ポラスグループ・中央住宅、保全林の樹木を分譲地の公園へ移植
豊富な緑受けつぎながらまちをつくる
分譲前にあった森の面影を残し、文化を守る——。こんな思いを込めながら、ポラスグループ・中央住宅は千葉県鎌ケ谷市で分譲住宅の販売を始めた。
同社が6月上旬から販売を始めた分譲住宅「リーズン鎌ケ谷大仏-杜の記憶-46PROJECT」のある鎌ケ谷市は、市内に残された良好な樹林を保全するため、助成金制度などを設けながら保全林を指定している。現在、市内で指定されている保全林は10カ所だけになっている。
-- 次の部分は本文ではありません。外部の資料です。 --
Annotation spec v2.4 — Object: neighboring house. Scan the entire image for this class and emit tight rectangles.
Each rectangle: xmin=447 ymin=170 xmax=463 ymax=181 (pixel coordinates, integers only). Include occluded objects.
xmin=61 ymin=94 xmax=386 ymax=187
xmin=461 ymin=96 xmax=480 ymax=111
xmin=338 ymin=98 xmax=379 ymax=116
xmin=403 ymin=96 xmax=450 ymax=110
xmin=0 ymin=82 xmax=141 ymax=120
今回、同社が販売する分譲地も、もともとは保全林として昨年まで指定を受けていた。分譲地のある鎌ヶ谷市は、かつて木下街道の宿場町として親しまれてきた。近くには「旧旅籠・丸屋」があるなど、緑の多い自然環境と歴史が共存している。この丸屋は2020年3月文化庁から「歴史的景観に寄与している」と評価され、国の有形文化財として答申されている。建物は、明治時代から所有者が代々、手を加えながら維持・管理している。
分譲前の保全林の所有者は、この丸屋の管理にもかかわっている。この建物を改修し、後世につないでいくことを使命であると考えた所有者は、資金捻出などのために保全林の売却を検討。同社では、埼玉県越谷市内の旧日光街道沿いにある蔵を古民家複合施設に蘇らせる取り組みなどをしており、その活動に共鳴した所有者が同社を売却先に選んだという。
保全林は、地域住民に長年、豊かな緑を提供し、所有者も丁寧に手を入れてきた。同社は、こうした保全林所有者の森への思いを、新たに開発する分譲地に生かそうと、公園に一部の木を移植。ロウバイ等合計4本があり、当時の保全林があった場所であることを想像させる。同社戸建分譲設計本部設計二部営業企画設計課主任の日山麻子さんは「保有林所有者の思いを少しでも形に残したかった」と強調する。
公園の植樹だけでなく、もともと森であったことをイメージしやすいような仕掛けを分譲地ではしている。例えば、住宅に使用する外壁材では、木肌を感じるような柄のサイディングを使ったりしている。
住宅の中では、ムク材を空間のアクセントとして活用。売り出し期によって異なるものの、「第1期に関しては天然木のウッドパネルをリビングにはったり、化粧梁、化粧柱を要所に取り入れており、家の中でも木のしつらえを感じることができるように工夫している」と日山さんは話す。また、3つある街区も、「木肌」、「木立」、「木漏れ日」とそれぞれ木をイメージできるようにしている。
分譲地は全46区画。第一期販売分は今年11月からの引き渡しを予定する。